TEEN READS REVIEW- My fave line: "Ritchie’s unflagging sarcasm and cynicism wear on his family and friends, but readers will laugh out loud at his observations and dialogue. Beaudoin builds suspense with the interlaced stories between past and present successfully to create a page-turning read. While the stories together run long, readers will enjoy seeing Ritchie throw off his grief and deal in a clever and funny ending."
The Bewitched Bookworm REVIEW- fave line: "Wise Young Fool by Sean Beaudoin is a brilliantly written and brutally honest story of the 18 year old rockstar (to be) Richie. It deals sex, grief and growing up with lost of laughter but is still earnest enough. Richie was an outstanding character who can hardly be put into any cliché but managed to win us over with his smart wit and hilarious attitude!"
ART EDWARDS REVIEW- My fave line: "Beaudoin skillfully bounces back and forth in time between Ritchie’s time in juvie and the events that lead to it, but the detention side of Ritchie’s experiences runs thin compared to the drama of his band, his love life, and the moment he commits his crime. Still, Beaudoin seamlessly brings it all together in the end, like the disparate members of a rock band coming down hard on the last note of the night, right before the singer shouts “thank you” and they scurry off"

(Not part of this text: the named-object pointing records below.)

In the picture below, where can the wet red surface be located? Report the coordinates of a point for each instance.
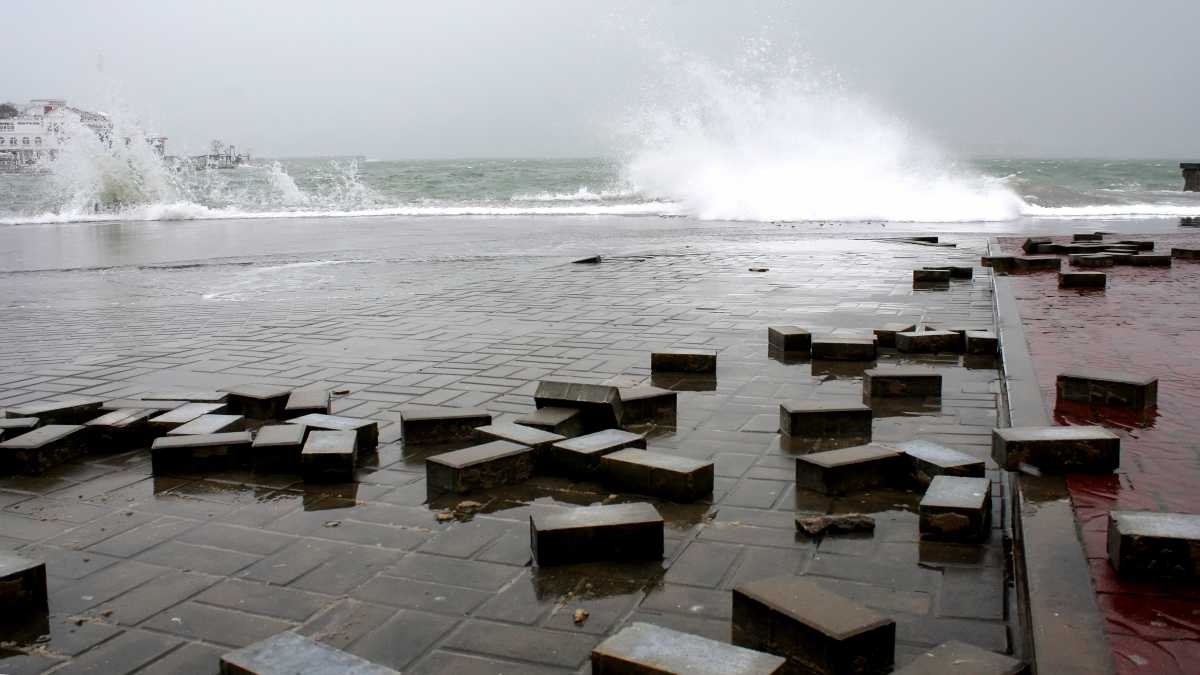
(1147, 321)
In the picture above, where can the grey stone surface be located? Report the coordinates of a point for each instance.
(479, 467)
(957, 508)
(815, 629)
(199, 453)
(439, 424)
(646, 649)
(630, 531)
(288, 653)
(789, 339)
(658, 475)
(850, 470)
(1108, 387)
(1057, 449)
(329, 455)
(34, 452)
(683, 360)
(1155, 545)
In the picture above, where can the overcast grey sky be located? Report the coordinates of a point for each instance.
(448, 78)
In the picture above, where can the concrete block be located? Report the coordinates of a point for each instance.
(34, 452)
(277, 447)
(901, 382)
(658, 475)
(580, 457)
(649, 405)
(599, 404)
(886, 335)
(1083, 280)
(199, 453)
(366, 431)
(845, 348)
(789, 339)
(1151, 260)
(631, 531)
(479, 467)
(564, 422)
(1057, 449)
(851, 470)
(23, 593)
(306, 401)
(77, 411)
(259, 401)
(646, 649)
(1108, 388)
(289, 653)
(929, 341)
(210, 424)
(982, 342)
(955, 508)
(815, 629)
(167, 420)
(1163, 545)
(329, 455)
(928, 460)
(683, 360)
(825, 423)
(438, 424)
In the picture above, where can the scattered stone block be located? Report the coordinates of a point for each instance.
(366, 430)
(289, 653)
(599, 404)
(649, 404)
(1108, 388)
(34, 452)
(815, 629)
(183, 414)
(306, 401)
(928, 460)
(438, 424)
(1066, 449)
(564, 422)
(1164, 545)
(819, 525)
(658, 475)
(210, 424)
(929, 341)
(259, 401)
(199, 453)
(982, 342)
(850, 470)
(23, 593)
(1083, 280)
(646, 649)
(479, 467)
(1151, 260)
(955, 508)
(901, 382)
(277, 448)
(329, 455)
(960, 658)
(835, 424)
(683, 360)
(580, 457)
(845, 348)
(789, 339)
(631, 531)
(58, 412)
(886, 336)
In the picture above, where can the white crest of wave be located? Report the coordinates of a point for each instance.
(783, 144)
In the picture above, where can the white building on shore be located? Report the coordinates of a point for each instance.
(37, 131)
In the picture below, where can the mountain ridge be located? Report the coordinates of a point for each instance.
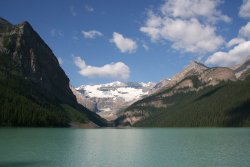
(31, 78)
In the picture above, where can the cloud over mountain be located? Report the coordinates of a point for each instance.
(117, 70)
(188, 24)
(123, 44)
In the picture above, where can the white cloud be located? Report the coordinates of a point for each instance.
(185, 9)
(187, 35)
(91, 34)
(245, 31)
(123, 44)
(72, 11)
(188, 24)
(245, 9)
(235, 41)
(234, 56)
(88, 8)
(117, 70)
(145, 47)
(60, 60)
(56, 33)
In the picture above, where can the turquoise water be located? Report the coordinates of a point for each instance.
(49, 147)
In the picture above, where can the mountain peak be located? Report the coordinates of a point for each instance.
(196, 64)
(193, 68)
(3, 21)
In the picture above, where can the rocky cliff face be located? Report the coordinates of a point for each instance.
(31, 77)
(108, 99)
(241, 68)
(31, 56)
(194, 77)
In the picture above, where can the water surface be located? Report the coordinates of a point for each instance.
(169, 147)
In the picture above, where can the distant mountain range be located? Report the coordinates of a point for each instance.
(35, 91)
(197, 96)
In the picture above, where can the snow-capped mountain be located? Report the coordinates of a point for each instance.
(111, 97)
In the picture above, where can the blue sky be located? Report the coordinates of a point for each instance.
(102, 41)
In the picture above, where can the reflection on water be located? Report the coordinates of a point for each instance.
(23, 163)
(171, 147)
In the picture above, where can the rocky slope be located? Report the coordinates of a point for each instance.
(108, 99)
(193, 78)
(241, 68)
(31, 78)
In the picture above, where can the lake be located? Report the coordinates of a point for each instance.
(163, 147)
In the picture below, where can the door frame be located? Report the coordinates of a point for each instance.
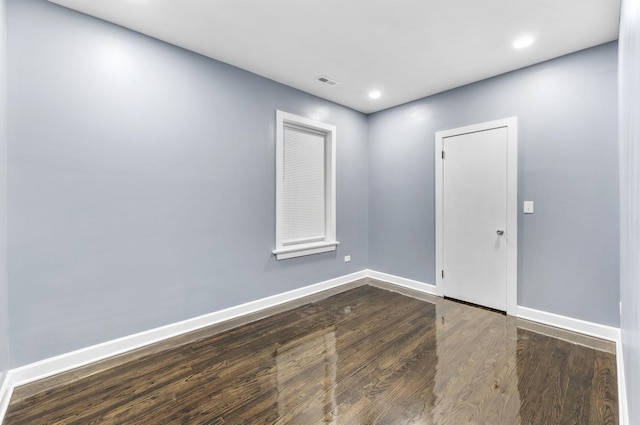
(511, 229)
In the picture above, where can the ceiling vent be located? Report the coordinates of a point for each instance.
(326, 80)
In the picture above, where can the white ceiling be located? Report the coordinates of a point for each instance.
(407, 49)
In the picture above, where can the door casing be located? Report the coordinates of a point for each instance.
(511, 229)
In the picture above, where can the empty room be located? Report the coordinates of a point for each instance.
(283, 212)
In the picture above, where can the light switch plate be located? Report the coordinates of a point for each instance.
(528, 207)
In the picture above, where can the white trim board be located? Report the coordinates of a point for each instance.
(511, 225)
(72, 360)
(426, 288)
(570, 324)
(62, 363)
(6, 390)
(623, 406)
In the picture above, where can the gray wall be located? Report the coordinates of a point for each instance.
(142, 183)
(4, 300)
(629, 86)
(567, 121)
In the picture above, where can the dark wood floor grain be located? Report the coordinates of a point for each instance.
(365, 356)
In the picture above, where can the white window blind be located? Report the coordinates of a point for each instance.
(305, 186)
(303, 194)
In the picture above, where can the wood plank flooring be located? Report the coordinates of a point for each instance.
(364, 356)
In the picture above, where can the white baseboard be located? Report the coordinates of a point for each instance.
(72, 360)
(570, 324)
(427, 288)
(6, 390)
(622, 387)
(54, 365)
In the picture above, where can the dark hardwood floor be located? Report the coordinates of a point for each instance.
(365, 356)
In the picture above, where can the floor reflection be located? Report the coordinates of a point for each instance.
(365, 356)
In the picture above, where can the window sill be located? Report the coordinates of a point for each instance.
(305, 249)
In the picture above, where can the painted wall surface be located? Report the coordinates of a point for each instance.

my fave line: "If you’re out there, Ritchie, I hope that you’ve found some peace. I can only imagine, but it seems like walking in your shoes is like a trip to HELL and back. Not that I really know. But like you, I’m going to imagine. I hope people read your story and learn some things from the pain you went through. Maybe then it was worth it? Live on. Live on. Wise. Young. Fool."
My fave line: "I cannot say it any other way and I’m sad that I cannot express myself any better – but this book was absolutely and incredible brilliantly written. I’m in awe of the incredibly talented Sean Beaudoin as he managed to create characters in such a brutally honest way that made me want to jump into the pages and get to know these people! Richie’s voice was super smart, funny but then also filled with an earnest vulnerability Richie would totally deny himself?"
KIRKUS REVIEW— My fave line: None. They totally missed the point of the book.
Wise Young Fool
By Sean Beaudoin
August 2013/ Ages 14 and up/ $18
Smart-mouthed rock guitarist Ritchie Sudden forms a band and spends time in a juvenile-detention facility.
Ritchie’s first-person narrative alternates between two present-tense storylines. In one, he is locked in an institution he calls Progressive Progress, where therapists push him to keep a journal and hardened fellow detainees arrange fights for other boys to bet on. In the other, which takes place before his imprisonment, Ritchie and his friend Elliot Hella, “the dude too cool to know it, too weird to be popular, too hardcore to give a shit,” start a band in hopes of competing in Rock Scene 2013. The stylized narration moves quickly, littered with jokes and references, some clever, some oddly dated (“there’s the Bridge, which, yeah, is a bridge, but with no water underneath, troubled or otherwise”) and some jarringly harsh (“football is a concussion factory and cheerleaders are hot pockets of chlamydia”). Larger-than-life characters are mostly played to comic effect, often successfully: Chaos the bongo drummer (who pronounces his name “Chowus”) and El Hella himself are two standouts. Behind the music quest, sarcasm and pursuit of girls, however, lies a more complicated and often compelling story about family, grief and flawed coping mechanisms.
Hit-and-miss humor, but worth a read for budding rock stars.